Third quarter production for 2009 was 2.6 Bcfe as compared to 4.0 Bcfe for the same period in 2008. Normal production declines, asset sales completed during early 2008 and decreased capital re-investment in replacing production as compared to historical levels contributed to our overall production decline in 2009. We have been operating under a severely limited reinvestment program while we have been engaged in our financial and strategic alternatives evaluation process and our related Chapter 11 Cases.

We reported a decrease in total revenue for the third quarter and year to date periods of 2009 compared to the same periods in 2008. Total revenue for the three and nine months ended September 30, 2009 was $11.1 million and $46.9 million compared to revenue of $106.6 million in the third quarter of 2008 and revenue of $116.8 million in the first nine months of 2008. Falling commodity prices in 2009 have resulted in net realized cash gains on derivatives for the third quarter of 2009 and year to date period ended September 30, 2009 of $8.1 million and $21.9 million, respectively. These gains partially offset the losses experienced from our physical commodity sales and unrealized derivative activity. In the same periods of 2008 we reported $12.2 million and $30.9 million, respectively, in net realized cash losses for derivatives. Unrealized gains totaled $75.7 million and $8.4 million for the three and nine month periods ended September 30, 2008.

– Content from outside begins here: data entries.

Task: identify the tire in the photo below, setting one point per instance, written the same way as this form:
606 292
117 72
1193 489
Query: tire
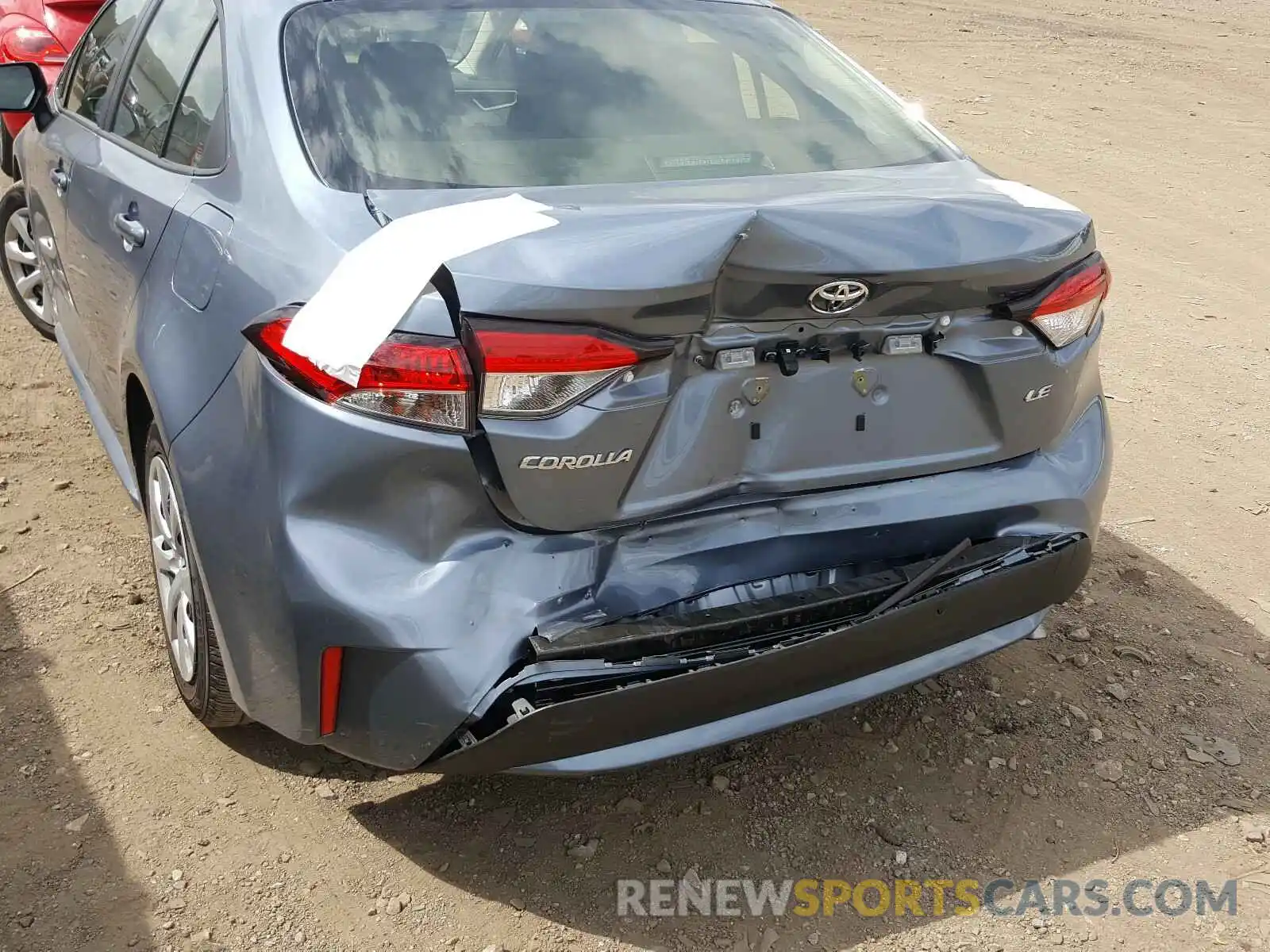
194 651
19 259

Oil and gas operating expenses for the three months ended September 30, 2009 totaled approximately $3.2 million compared to approximately $4.0 million for the same period in 2008. Depletion costs for the third quarter of 2009 totaled approximately $6.5 million and averaged $2.45 per Mcfe compared to approximately $21.6 million and an average of $5.41 per Mcfe for the third quarter of 2008. At March 31, 2009 we recorded a non-cash full-cost ceiling test impairment on our oil and natural gas properties of approximately $78.3 million which lowered the third quarter depletion rate by approximately $0.70 per Mcfe. We were not required to record a full-cost ceiling test impairment at September 30, 2009. General and administrative ("G&A") costs, which include share-based compensation costs and bad debt expense, for the third quarter of 2009 were approximately $5.2 million, 19% lower than the comparable prior year period, primarily because of lower salary and benefit costs due to a reduced staff offset by the high costs of contract labor and our financial and strategic alternatives process and related reorganization expenses.

Third quarter 2009 net loss to common stockholders was approximately $8.4 million or $0.36 basic and diluted loss per share. The same period a year ago we reported a net loss to common stockholders of approximately $42.1 million, or $1.47 basic and diluted loss per share. The net loss to common stockholders for the first nine months of 2009 was approximately $94.7 million or $3.50 basic and diluted loss per share. During the same period a year ago we reported a net loss to common stockholders of approximately $90.2 million, or $3.15 basic and diluted loss per share.

Our sources and uses of cash were as follows:



                                    For the Three     For the Nine
                                    Months Ended      Months Ended
                                    September 30,     September 30,
                                   ----------------  ----------------
                                    2009     2008     2009     2008
                                   -------  -------  -------  -------
                                              (in millions)
 Net Cash Provided By Operating
  Activities                       $   6.5  $  23.8  $  26.4  $  77.2
 Net Cash Used In Investing
  Activities                          (1.3)   (17.4)    (8.9)   (41.4)
 Net Cash Used In Financing
  Activities                          (7.5)    (3.1)   (12.5)   (27.2)

Net cash flow provided by operating activities before working capital changes was approximately $5.6 million and approximately $16.2 million for the three months ended September 30, 2009 and 2008, respectively. Net cash flow provided by operating activities before working capital changes was approximately $19.9 million and $65.5 million for the nine months ended September 30, 2009 and 2008, respectively. See the attached schedule for a reconciliation of net cash flow provided by operating activities to net cash flow provided by operating activities before working capital changes.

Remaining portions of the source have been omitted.